Was het gevatheid bij hem geweest of eene instinctmatige ingeving haar aan zich zelve over te laten, het werk der ondermijning van haren wil zijn tragen, eigen, zekeren gang te laten gaan? Wilde hij hare jaloezie opwekken door zijne bezoeken in ‘de Klokke’, of had hij waarlijk op het punt gestaan om zich in de strikken zijner eerste liefde weer te laten vangen, en had zijne sterkere neiging voor Reine de bovenhand behaald?
Reine vroeg het niet, omdat zij het niet weten wilde.

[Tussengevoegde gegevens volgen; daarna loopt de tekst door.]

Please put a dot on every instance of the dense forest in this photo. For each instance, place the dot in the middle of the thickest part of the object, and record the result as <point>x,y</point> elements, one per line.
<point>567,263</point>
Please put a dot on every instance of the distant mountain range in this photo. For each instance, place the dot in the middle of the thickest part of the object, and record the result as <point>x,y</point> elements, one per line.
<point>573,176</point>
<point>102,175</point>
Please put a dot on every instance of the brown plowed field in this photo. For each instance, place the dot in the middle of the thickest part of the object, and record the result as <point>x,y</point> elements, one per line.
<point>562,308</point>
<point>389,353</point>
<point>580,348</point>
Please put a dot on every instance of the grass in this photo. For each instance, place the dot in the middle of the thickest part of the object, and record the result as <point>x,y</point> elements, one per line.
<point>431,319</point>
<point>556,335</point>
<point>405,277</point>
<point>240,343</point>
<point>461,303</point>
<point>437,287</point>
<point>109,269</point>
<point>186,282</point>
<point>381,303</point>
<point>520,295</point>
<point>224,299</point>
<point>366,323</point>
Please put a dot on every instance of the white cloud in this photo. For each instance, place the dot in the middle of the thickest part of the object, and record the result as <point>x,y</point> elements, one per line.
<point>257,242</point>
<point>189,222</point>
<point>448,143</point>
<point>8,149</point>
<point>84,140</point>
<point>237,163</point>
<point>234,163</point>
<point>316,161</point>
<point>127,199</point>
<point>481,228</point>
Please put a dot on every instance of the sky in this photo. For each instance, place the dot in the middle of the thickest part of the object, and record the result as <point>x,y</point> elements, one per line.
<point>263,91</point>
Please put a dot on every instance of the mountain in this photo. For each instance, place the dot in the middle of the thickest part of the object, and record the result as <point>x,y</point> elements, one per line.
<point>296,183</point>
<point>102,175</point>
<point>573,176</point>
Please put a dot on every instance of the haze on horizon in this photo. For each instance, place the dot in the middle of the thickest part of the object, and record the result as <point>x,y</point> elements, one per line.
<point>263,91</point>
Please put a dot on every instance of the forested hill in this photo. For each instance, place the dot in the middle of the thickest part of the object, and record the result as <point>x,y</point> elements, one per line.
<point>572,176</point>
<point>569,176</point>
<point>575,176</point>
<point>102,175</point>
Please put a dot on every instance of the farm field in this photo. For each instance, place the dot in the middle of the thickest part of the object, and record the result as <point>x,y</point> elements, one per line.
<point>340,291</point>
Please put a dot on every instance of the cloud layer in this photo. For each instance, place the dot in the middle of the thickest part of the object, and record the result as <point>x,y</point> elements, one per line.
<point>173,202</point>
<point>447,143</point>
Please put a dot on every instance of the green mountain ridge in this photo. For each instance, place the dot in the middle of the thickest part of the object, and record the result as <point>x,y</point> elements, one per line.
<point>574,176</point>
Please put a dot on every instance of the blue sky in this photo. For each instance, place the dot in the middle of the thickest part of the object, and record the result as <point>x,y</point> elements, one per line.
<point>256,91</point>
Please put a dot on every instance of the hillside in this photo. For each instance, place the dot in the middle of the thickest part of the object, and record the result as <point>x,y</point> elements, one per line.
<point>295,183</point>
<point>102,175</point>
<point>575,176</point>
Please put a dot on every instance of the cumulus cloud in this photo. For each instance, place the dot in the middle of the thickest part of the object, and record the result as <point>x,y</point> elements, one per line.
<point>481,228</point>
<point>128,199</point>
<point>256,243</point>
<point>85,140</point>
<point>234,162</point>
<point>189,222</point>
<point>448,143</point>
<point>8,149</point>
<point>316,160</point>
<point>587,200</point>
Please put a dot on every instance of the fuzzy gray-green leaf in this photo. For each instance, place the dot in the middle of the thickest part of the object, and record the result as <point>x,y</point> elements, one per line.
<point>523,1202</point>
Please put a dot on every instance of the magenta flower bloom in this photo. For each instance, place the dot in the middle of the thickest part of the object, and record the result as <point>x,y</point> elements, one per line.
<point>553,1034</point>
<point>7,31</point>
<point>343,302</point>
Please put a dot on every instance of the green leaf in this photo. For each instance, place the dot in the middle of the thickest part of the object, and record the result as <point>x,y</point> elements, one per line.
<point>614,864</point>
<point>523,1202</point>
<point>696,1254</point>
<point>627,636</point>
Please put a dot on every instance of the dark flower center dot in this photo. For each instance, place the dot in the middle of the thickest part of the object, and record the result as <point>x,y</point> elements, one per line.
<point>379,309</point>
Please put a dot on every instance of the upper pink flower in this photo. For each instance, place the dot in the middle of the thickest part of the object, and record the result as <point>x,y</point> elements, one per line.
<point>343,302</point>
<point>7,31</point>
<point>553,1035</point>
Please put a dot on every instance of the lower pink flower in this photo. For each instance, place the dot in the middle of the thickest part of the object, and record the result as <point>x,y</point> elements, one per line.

‘Ook al wel, mij is het om 't even,’ zei Peetje glimlachend, toen hun aanstaande huwelijk, voor hetwelk zij er niet eenmaal aan dachten zijne toestemming te vragen, hem aangekondigd werd. ‘Ge zoudt het slechter kunnen doen, jongen; en gij, geluk er mee!’ tot Reine.
Geheel dat gemoedsdrama, waarin hij eene lijdzame rol vervulde, en waarvan de ontknooping zijn eigen heil zoozeer had bedreigd, was nevens het oude boerken afgespeeld, zonder dat hij er iets van had gemerkt.
Een huis, dat op den boord van eene onstuimige beek gebouwd is, staat pal; berustend in de sterkte zijner grondvesten denken de bewoners niet aan gevaar; het water klotst jarenlang tegen de muren aan; er komt een tijd van hoogen vloed, die onrust begint te wekken; de stroom is toch zoo fel!.... maar het peil zinkt, het gebouw heeft niet geleden - zoo waant men ten minste - het is thans op de proef gesteld; een tweede vloed, een derde, geen nood nog.... zie ge 't wel, hoe kloek! het zal nu nimmer zwichten!.... En op eens stort het in, tot elks verbazing: het water was overal doorgedrongen tusschen de reten, door de steenen, onbemerkt had het de aarde weggespoeld, de grondvesten ondermijnd!....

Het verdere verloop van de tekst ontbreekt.